Setting Up Cloudflare as CDN

  1. Deploy cloudflared as a Kubernetes Deployment in your cluster
  2. Create a Cloudflare Tunnel pointing to imgproxy’s ClusterIP service
  3. Add a DNS record in Cloudflare pointing to your tunnel hostname

/images/building-a-scalable-image-cdn-with-minio-imgproxy-and-cloudflare/Screenshot-2025-04-24-at-19.42.31.png

Usage Examples

Image transformation via URL parameters:

# Resize to 300x200
https://images.example.com/unsafe/resize:300:200/plain/s3://images/product.jpg

# Resize and crop square
https://images.example.com/unsafe/resize:300:300:fill/plain/s3://images/product.jpg

# Convert to WebP
https://images.example.com/unsafe/format:webp/plain/s3://images/product.jpg

# Resize + WebP in one request
https://images.example.com/unsafe/resize:800/format:webp/plain/s3://images/hero.jpg

Security Considerations

  • Use proper MinIO credentials — never PLACEHOLDER in production
  • Enable imgproxy URL signing to prevent URL tampering: set IMGPROXY_KEY and IMGPROXY_SALT
  • Leverage Cloudflare WAF and rate limiting on the CDN hostname
  • Configure CORS on MinIO for cross-domain image serving
  • Keep imgproxy behind ClusterIP only — Cloudflare Tunnel is the only ingress path

Performance Optimization

  • Set aggressive Cloudflare Cache TTLs (1 year for immutable images)
  • Enable Cloudflare Polish to compress images at the edge on top of imgproxy’s processing
  • Set IMGPROXY_QUALITY: 80 — imperceptible quality loss, 20-40% size reduction
  • Enable Brotli compression in Cloudflare for non-image assets

Monitoring and Maintenance

imgproxy exposes Prometheus metrics at /metrics.

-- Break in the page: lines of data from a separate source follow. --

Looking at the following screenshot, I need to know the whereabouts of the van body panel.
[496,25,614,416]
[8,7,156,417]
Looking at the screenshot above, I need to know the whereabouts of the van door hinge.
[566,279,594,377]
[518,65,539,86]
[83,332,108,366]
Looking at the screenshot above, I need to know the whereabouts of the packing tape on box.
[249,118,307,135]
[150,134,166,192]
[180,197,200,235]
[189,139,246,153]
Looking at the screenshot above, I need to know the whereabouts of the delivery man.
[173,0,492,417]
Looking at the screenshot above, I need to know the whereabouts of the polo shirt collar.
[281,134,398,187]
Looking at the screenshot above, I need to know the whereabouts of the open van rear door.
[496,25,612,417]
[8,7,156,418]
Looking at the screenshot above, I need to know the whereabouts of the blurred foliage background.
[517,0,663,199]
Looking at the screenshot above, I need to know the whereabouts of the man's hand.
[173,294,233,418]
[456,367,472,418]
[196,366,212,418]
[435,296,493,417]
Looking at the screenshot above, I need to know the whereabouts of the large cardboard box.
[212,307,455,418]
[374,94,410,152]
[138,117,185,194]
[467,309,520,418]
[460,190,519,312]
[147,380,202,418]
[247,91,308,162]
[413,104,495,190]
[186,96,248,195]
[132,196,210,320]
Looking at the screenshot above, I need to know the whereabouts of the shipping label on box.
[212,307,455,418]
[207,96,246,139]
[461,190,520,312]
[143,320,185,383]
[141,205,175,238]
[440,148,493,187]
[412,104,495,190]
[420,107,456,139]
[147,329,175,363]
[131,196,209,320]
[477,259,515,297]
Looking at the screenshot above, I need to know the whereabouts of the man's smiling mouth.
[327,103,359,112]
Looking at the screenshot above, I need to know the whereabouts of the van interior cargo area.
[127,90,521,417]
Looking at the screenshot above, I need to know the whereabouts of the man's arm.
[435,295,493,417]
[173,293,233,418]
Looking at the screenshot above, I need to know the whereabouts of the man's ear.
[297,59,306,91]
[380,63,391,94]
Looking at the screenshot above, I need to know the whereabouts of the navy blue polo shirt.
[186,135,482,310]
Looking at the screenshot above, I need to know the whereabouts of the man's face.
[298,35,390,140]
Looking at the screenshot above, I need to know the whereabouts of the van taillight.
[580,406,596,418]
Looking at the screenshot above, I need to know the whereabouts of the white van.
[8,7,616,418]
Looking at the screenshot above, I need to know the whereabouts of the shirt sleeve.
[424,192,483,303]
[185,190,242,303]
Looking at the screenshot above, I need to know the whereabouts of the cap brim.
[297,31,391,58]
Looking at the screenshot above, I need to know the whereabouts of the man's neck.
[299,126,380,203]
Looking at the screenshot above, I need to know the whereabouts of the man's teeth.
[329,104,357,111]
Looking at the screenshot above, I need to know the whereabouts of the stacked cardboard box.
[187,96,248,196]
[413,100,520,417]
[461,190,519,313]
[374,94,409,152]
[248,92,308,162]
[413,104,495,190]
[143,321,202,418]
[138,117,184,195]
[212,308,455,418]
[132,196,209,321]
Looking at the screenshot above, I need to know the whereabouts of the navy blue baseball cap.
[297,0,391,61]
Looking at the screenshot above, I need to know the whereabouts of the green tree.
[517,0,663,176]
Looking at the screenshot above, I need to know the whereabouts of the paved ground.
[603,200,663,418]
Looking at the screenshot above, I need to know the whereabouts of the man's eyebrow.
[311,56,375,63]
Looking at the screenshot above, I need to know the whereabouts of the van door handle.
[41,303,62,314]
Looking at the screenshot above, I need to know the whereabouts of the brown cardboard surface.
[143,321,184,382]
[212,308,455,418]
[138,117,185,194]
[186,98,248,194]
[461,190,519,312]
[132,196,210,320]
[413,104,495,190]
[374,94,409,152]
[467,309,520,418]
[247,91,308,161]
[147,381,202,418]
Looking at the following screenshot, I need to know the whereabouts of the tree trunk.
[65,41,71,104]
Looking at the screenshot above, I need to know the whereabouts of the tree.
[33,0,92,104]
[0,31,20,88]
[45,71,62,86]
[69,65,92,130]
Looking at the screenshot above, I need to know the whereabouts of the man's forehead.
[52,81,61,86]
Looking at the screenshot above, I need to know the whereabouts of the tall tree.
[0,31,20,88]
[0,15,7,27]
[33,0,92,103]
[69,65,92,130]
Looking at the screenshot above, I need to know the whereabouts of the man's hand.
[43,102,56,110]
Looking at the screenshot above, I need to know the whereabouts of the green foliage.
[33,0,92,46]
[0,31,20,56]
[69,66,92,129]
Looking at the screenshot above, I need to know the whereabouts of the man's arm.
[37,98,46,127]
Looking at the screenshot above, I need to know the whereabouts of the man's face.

Add a ServiceMonitor if you’re running the Prometheus Operator:

apiVersion: monitoring.coreos.com/v1
kind: ServiceMonitor
metadata:
  name: imgproxy
  namespace: imgproxy
spec:
  selector:
    matchLabels:
      app: imgproxy
  endpoints:
    - port: metrics
      interval: 30s

Key metrics to watch:

  • imgproxy_requests_total — throughput
  • imgproxy_request_duration_seconds — latency
  • imgproxy_errors_total — error rate

Conclusion

Building a custom image CDN with MinIO, imgproxy, and Cloudflare gives you full control, zero vendor lock-in, and serious performance. The stack handles on-demand resizing, format conversion, quality optimization, and global edge caching — all in one pipeline.

Particularly useful for e-commerce platforms, sites with user-generated content, or any project with a large image library that needs flexible sizing. Once it’s running, Cloudflare’s cache does the heavy lifting and imgproxy only works when it has to.